5 Ways To Increase Hydration Without Guzzling More Water

By Elizabeth Millard

Expert opinions about what’s healthy for you to eat are often annoyingly contradictory (we’re looking at you, eggs). But if there’s one thing everyone in the wellness world seems to agree on, it’s the importance of hydration. Want to slim down, boost your fitness level, streamline digestion, and even improve your mood? Water, water, water, and water.

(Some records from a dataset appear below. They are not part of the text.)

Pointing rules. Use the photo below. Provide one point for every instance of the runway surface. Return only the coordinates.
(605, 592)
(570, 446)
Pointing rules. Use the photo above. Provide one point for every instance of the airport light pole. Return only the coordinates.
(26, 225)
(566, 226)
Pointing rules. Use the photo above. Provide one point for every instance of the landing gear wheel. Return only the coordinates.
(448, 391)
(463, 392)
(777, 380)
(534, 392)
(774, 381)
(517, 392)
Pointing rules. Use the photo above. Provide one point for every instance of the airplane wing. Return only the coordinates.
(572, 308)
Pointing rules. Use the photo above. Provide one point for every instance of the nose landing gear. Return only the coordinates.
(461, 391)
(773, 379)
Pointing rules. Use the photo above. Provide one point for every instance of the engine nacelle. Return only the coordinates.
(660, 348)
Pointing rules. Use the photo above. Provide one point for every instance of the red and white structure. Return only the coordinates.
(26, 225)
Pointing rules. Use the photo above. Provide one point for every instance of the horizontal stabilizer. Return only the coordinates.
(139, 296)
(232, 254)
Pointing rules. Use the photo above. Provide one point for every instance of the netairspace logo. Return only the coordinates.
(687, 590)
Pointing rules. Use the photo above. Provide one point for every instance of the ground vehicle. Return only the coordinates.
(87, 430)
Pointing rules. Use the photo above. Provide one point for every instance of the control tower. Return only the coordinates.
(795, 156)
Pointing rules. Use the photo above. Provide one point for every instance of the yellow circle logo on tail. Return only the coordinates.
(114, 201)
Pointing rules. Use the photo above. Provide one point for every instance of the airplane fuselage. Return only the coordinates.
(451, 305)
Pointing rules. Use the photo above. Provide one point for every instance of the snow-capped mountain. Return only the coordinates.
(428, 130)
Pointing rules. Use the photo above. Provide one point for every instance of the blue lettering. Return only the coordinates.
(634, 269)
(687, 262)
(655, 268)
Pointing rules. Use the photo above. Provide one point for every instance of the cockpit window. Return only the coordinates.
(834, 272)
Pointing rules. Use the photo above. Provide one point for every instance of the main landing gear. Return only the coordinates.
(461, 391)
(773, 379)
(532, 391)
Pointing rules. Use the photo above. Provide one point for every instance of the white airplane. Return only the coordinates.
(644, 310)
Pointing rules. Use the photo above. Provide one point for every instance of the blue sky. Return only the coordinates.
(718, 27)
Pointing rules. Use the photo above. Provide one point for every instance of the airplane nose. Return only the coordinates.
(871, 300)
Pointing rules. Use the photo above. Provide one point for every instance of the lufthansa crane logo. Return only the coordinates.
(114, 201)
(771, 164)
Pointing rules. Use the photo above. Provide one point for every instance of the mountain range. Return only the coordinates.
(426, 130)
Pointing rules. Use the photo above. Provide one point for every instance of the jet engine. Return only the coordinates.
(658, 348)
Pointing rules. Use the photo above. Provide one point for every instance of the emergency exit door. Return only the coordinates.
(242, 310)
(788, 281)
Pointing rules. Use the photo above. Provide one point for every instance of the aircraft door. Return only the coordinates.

But staying hydrated can feel like a chore sometimes, especially if running to the bathroom seems to have become a part-time (unpaid) job. Good news: There are ways to hydrate effectively without chugging all day.

KNOW YOUR NEEDS

The recommendation to drink 8 ounces of water eight times per day has been repeated often, but experts question that conventional wisdom. According to the Mayo Clinic, no single formula fits everyone, and it’s more important to know about your body’s needs for fluids when trying to estimate how much to drink. For example, you’ll need more hydration based on your activity level, humidity of the environment, and even gender (the Mayo notes that men need more water than women). Watch for signs of dehydration like urinating less often, dark-colored urine, extreme thirst, fatigue, dizziness, and confusion. When you do re-hydrate, especially if you’re seeing any of these symptoms, go slow. Sipping is much more effective than chugging, so your body has time to absorb the water.

UP YOUR ELECTROLYTES

Made up of sodium chloride, potassium, calcium, and magnesium, electrolytes help your body absorb fluids. They’re also key for healthy nerve and muscle function. You can find them in sports drinks, but those are often loaded with sugar, artificial dyes and other less-desirable ingredients. A better strategy is to eat more foods rich in those minerals, says Tiffany DeWitt, R.D. These include bananas, avocados, Greek yogurt, kale, nuts, and spinach. Coconut water is also a good source of electrolytes and a refreshing post-workout drink.

assorted nuts

THROW IN SOME CARBS

Carbohydrates, particularly the unrefined kind — those coming from plant sources like fruits, vegetables, and legumes — also contain water, DeWitt notes. So adding even a few more servings of veggies per day can boost hydration.

GET SALTY

The sodium chloride in salt is a major hydration booster (that’s why hospitals often use a sodium solution for people who are dehydrated instead of pure water). It’s not tough to find salt in a typical American diet, but some foods are better choices than others. DeWitt recommends celery, whole-grain bread, and broth-based soups, all of which deliver nutrients in addition to salt.

ALL LIQUIDS COUNT

In a British study, researchers found milk and orange juice had a higher “hydration index” than water, and that some drink choices like coffee, sports drinks, tea, and even beer can be just as hydrating as a glass of water. Milk, in particular, may be a top choice if you’re feeling dehydrated, which may be part of the reason so many marathon runners chug chocolate milk at the finish line. The researchers noted that milk contains sodium and potassium, which help the liquid absorb more fully into the body.